MemoryOS

Type: ../types/agent-memory-system-review.md · Status: current · Tags: trace-derived

MemoryOS, from BAI-LAB, is a Python memory layer for personalized conversational agents. The inspected repository implements a short-term buffer for recent user/assistant turns, a mid-term session store that condenses and ranks older turns, long-term user and assistant knowledge stores, a retrieval/generation path, an MCP server, and a ChromaDB-backed variant. Its "memory OS" metaphor is implemented as tiered conversational storage and update policy, not as a general operating-system substrate.

Repository: https://github.com/BAI-LAB/MemoryOS

Reviewed commit: 1d717060350931af33d1d0dc3d4e50a72c125a48

Last checked: 2026-05-16

Core Ideas

The core unit of capture is a user/assistant turn. The PyPI implementation initializes per-user short_term.json, mid_term.json, long_term_user.json, and per-assistant long_term_assistant.json files, then wires short-term, mid-term, long-term, updater, and retriever modules through Memoryos.__init__ (memoryos-pypi/memoryos.py). add_memory(...) writes each user input and agent response as a timestamped QA pair into a bounded deque persisted as JSON (memoryos-pypi/short_term.py).

Short-term overflow triggers LLM condensation into mid-term sessions. When the short-term buffer is full, the updater pops old QA pairs, asks an LLM whether adjacent pages are continuous, generates meta summaries, asks for up to two topic summaries with keywords, embeds the pages, and either merges them into an existing session or creates a new one (memoryos-pypi/updater.py, memoryos-pypi/utils.py, memoryos-pypi/prompts.py). Mid-term sessions retain both prose summaries and the original dialogue pages, so the distilled view does not fully replace the raw trace.

Mid-term memory is a heat-ranked, embedding-searchable session store. A session records summary text, summary keywords, summary embedding, dialogue pages with page embeddings, recency, visit count, interaction length, access count, and H_segment.
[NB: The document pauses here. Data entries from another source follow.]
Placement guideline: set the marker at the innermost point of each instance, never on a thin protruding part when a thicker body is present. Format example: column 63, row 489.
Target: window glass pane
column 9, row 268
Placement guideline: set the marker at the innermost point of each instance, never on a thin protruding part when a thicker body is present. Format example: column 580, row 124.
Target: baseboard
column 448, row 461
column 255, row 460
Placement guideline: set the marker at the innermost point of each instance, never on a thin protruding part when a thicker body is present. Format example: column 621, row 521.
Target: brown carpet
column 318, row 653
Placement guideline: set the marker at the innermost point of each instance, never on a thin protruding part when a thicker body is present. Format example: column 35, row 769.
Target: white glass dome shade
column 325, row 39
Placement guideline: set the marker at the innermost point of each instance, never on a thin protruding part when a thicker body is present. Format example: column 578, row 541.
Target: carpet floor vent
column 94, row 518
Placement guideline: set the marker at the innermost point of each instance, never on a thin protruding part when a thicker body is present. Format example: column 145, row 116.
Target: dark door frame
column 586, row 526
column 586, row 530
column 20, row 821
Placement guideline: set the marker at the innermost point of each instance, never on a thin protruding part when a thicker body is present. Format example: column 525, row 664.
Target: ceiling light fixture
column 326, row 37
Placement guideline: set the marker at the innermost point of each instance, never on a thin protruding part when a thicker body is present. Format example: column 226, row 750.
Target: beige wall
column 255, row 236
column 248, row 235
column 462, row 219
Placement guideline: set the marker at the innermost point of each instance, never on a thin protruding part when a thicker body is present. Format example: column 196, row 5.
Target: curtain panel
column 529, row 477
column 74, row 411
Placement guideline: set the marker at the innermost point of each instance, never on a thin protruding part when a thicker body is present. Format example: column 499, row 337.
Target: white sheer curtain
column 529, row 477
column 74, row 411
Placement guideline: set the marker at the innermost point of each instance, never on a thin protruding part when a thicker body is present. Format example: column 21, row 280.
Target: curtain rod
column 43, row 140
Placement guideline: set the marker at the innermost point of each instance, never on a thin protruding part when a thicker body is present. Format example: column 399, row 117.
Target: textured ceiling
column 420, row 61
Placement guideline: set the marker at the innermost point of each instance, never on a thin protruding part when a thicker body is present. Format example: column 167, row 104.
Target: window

Retrieval builds a FAISS inner-product index over session summaries, filters matched pages by embedding similarity, increments visit/access counters, recomputes heat, and evicts least-frequently-used sessions when capacity is exceeded (memoryos-pypi/mid_term.py).

Hot sessions are distilled into long-term profile and knowledge records. When the hottest mid-term session crosses the heat threshold, MemoryOS runs profile analysis and knowledge extraction in parallel over unanalyzed pages. The profile path rewrites the complete user profile; the knowledge path extracts user private knowledge and assistant knowledge, then stores entries with timestamps and embeddings (memoryos-pypi/memoryos.py, memoryos-pypi/long_term.py, memoryos-pypi/prompts.py). The derivation chain is visible in code, but individual long-term records do not carry source page IDs, confidence, contradiction state, or invalidation rules.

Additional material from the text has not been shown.